- Active: 1943–1957
- Country: Soviet Union
- Allegiance: Red Army
- Branch: Red Army (1943-1946) Soviet Army (1946-1957)
- Type: Infantry
- Size: Division
- Garrison/HQ: Arkhangelsk (Lesnaya Rechka), Arkhangelsk Oblast
- Engagements: World War II Battle of Uman; Battle of Stalingrad;

Commanders
- Notable commanders: Vasily Askalepov

= 77th Guards Rifle Division =

WW2 Soviet Red Army formation

The 77th Guards Rifle Division was an infantry division of the Soviet Union's Red Army during World War II.

== World War II and Stalingrad ==
The division traces its history to the 21st Division of the Moscow People's Militia, formed in July 1941. In August–September 1941 the division became the 173rd Rifle Division (2nd Formation). The first formation of the division had been destroyed in the Battle of Uman in early August 1941.

From the autumn of 1942, the 173rd Rifle Division participated in the Battle of Stalingrad, leading the defensive and offensive operations north-west of Stalingrad and in the city.

In accordance with Order of the NKO number 104 dated March 1, 1943 173rd Rifle Division was converted to 77th Guards Rifle Division – for successful combat operations on the Stalingrad front.

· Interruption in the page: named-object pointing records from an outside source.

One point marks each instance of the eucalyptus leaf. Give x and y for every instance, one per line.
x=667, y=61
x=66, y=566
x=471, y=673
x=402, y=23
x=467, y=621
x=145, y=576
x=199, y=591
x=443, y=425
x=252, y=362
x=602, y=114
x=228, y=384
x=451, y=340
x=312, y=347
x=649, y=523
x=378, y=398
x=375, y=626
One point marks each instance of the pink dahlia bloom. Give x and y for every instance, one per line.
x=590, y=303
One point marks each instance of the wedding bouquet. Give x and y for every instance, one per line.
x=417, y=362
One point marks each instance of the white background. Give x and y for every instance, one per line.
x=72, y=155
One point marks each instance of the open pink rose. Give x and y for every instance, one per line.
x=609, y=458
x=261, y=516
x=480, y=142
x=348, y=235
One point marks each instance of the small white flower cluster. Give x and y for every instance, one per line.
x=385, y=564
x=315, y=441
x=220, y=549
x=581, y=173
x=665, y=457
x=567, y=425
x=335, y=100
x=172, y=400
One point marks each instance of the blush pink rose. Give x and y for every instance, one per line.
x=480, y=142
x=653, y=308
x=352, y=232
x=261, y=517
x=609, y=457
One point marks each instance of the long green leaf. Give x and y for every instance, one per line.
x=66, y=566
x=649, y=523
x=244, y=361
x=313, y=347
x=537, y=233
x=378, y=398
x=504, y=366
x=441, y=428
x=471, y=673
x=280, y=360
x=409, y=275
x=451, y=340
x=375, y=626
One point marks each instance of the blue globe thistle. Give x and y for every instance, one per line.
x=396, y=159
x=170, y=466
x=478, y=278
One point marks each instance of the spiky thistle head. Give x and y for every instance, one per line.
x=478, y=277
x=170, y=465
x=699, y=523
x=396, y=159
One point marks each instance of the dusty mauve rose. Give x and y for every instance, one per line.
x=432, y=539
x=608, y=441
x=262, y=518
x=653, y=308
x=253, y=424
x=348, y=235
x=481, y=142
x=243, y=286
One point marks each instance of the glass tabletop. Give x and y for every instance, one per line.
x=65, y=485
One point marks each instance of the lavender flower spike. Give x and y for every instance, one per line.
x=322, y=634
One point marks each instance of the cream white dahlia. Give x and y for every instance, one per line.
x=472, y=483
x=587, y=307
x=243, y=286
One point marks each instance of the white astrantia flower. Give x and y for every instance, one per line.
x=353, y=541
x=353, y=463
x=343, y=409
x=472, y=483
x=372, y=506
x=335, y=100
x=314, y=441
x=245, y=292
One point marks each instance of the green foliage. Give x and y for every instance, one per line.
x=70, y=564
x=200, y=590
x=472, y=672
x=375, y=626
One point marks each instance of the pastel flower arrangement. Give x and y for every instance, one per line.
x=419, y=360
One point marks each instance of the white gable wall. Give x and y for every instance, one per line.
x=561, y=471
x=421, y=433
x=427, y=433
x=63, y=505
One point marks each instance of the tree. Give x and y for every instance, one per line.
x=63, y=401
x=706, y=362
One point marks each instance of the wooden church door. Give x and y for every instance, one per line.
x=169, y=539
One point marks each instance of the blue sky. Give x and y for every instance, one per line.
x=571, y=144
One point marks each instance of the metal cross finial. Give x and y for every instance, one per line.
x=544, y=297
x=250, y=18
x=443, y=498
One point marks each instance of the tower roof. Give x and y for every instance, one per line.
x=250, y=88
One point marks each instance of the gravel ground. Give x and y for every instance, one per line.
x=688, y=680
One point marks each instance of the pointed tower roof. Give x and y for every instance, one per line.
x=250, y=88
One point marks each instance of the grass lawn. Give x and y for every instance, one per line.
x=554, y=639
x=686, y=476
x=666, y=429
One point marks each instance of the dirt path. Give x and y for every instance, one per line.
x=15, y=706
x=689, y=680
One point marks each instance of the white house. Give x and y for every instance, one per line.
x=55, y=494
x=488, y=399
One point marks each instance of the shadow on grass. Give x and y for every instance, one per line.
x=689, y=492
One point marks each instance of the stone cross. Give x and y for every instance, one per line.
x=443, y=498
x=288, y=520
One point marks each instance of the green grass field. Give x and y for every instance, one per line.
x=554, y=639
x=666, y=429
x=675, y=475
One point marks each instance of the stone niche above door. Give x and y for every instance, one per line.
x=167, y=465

It was part of the 61st Army (June 1943 - February 1944) and the 69th Army (April 1945 - May 1945).

== After World War II ==
Reduced to 10th Brigade 1946–52, became 77th Guards Motor Rifle Division 1957 at Arkhangelsk.

Matvey Burlakov commanded the division from September 1973 to December 1975.
In the northern autumn of 1989 transferred to the Northern Fleet and became a coastal defence division. Reduced to 163rd Separate Coastal Defence Brigade on 1 December 1994. Brigade disbanded 1 March 1996. On November 28, 1998, the divisional banner and other regalia were given to the 332nd Naval Infantry Battalion of the Caspian Flotilla, which became the 600th Moscow-Chernigov Naval Infantry Battalion. Reformed as 77th Brigade in December 2000, but disbanded in March 2009, though it appears the two separate subordinate Naval Infantry battalions remained.